Elon Musk’s electric car business is risking more than its reputation — in a worst-case scenario, the company could temporarily lose the licenses that allow it to operate as an auto manufacturer and auto dealer in California.
In a pair of July 28 filings with the California Office of Administrative Hearings, a DMV official and attorneys wrote:
Rather than simply specifying product or brand names, the ‘autopilot’ and ‘fully autonomous driving’ labels and descriptions represent that vehicles equipped with ADAS features will operate as an autonomous vehicle, but vehicles equipped with these ADAS features cannot, and cannot now, time those announcements. to operate as autonomous vehicles.
If the circuit prevails, California DMV Deputy Director Anita Gore told CNBC that if the circuit prevails, it will “require Tesla to advertise to consumers and better educate Tesla drivers about its ‘autopilot’ features and fully autonomous driving,” including warnings. cautionary measures regarding feature limitations and other actions as applicable due to the breaches.”
The Los Angeles Times I have previously reported DMV filings to the governing body.
Tesla has fifteen days to respond to the charges in the administrative court, or else the DMV will make a default decision.
Tesla includes automated driver assistance features in all of its newly manufactured cars, and sells an FSD (or fully self-driving) option for $12,000 up front or on a subscription basis for $199 per month. Sometimes the company sells the enhanced autopilot option with a portion of the premium features included.

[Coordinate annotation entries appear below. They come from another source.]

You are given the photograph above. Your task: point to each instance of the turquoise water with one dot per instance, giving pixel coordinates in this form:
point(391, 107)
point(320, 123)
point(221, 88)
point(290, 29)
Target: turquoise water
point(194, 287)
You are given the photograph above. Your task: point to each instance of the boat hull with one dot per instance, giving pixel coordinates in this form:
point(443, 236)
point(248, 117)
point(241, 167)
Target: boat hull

Electric vehicle maker Elon Musk is allowing drivers to test incomplete driver-assistance features on US public roads through a program called the FSD Beta (or Full Self Driving Beta).

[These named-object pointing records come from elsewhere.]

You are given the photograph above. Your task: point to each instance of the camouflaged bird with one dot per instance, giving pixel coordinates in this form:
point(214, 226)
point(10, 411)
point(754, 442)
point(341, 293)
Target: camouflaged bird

Only Tesla owners with the company’s FSD system installed can participate in the FSD Beta. Owners must have a high degree of driver safety, as defined by Tesla’s software that monitors their driving, and then maintain it to continue using the FSD Beta. The company said it has already launched FSD Beta access to more than 100,000 drivers, most of them in the United States
Automakers, including Tesla, are now required to report major crashes involving advanced driver assistance systems to the National Highway Traffic Safety Administration.
Tesla cars made up about 70%, or more than 270, of reported accidents involving these systems between June 2021 and July 2022, according to federal figures released in early July. The statements are not intended to indicate which automakers’ systems may be more secure.

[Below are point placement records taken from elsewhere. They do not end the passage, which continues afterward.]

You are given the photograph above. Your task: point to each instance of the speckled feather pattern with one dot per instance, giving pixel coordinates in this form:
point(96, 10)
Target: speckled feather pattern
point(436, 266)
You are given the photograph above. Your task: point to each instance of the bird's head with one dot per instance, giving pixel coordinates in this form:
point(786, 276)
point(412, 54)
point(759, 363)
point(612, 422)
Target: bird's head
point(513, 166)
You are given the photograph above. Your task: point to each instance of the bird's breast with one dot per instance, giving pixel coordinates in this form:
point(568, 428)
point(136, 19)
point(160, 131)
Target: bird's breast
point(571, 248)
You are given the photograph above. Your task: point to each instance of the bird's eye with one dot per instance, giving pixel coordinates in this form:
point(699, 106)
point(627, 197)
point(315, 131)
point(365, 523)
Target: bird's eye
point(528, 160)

NHTSA has also launched at least 37 special investigations into crashes involving Tesla cars where the company’s driver assistance systems were believed to be a factor. At least 17 deaths resulted from those collisions that inspired the NHTSA’s own crash investigations.
NHTSA has also opened an evaluation of Tesla’s autopilot technology to confirm if it is defective and needs a recall, after a series of accidents in which Tesla cars collided with still-parked emergency responder vehicles.